I went grocery shopping by myself this weekend, I usually have D or Baby A with me but this time I was alone. It wasn’t the first time I had this opportunity but I always feel like I’m missing something when I don’t have them with me. The upside: I was able to focus more on what I actually needed to get instead of herding kittens.
I’m past being embarrassed by, “Sto-” “C’mere” “No” “Wai-” “Get dow-” “What are y-” “Don’t”, etc. It felt strange to think in full sentences.
I pushed my cart to a checkout lane, acknowledged the cashier and bagger when they greeted me and typed in my reward card information. I noticed the young man waiting to bag my groceries was not picking up the items as they came down the belt to him. He finally leaned over the pile, almost parallel to the floor, and began stimming. It was a sort of rapid wrist twist that caused his fingers to make a popping sound. It lasted about 20 seconds and afterward he stood up and seemed fine.

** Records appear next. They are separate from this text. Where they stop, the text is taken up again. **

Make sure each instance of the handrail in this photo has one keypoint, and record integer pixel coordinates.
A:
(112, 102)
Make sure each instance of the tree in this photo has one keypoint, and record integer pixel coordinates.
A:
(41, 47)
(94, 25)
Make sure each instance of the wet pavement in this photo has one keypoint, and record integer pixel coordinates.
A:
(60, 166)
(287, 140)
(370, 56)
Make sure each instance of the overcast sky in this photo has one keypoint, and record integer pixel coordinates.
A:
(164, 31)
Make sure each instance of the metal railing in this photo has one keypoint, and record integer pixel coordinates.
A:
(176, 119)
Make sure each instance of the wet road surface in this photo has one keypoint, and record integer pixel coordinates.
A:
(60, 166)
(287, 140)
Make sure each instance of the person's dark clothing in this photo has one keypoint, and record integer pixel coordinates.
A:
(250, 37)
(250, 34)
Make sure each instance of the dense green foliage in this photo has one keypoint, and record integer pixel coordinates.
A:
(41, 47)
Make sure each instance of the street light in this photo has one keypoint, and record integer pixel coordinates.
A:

He looked into the distance and was not putting the groceries in bags and I made it a point to wait until he started to ask if I could assist him. He never made eye contact and simply replied, “Sure.” I began bagging my items alongside him and remember thinking that I was so proud of him. This is someone I’ve never met before and yet I feel like I know a tiny bit of his struggle. As if this somehow connected us on a non-existent level.
When I finished loading my truck I sat and thought about him. I hoped he was being respected by all the customers he came across. That they be understanding, kind and without judgment toward this young man who was working harder than they could know.
It gave me hope for my son also. A reassurance that he will exceed all expectations.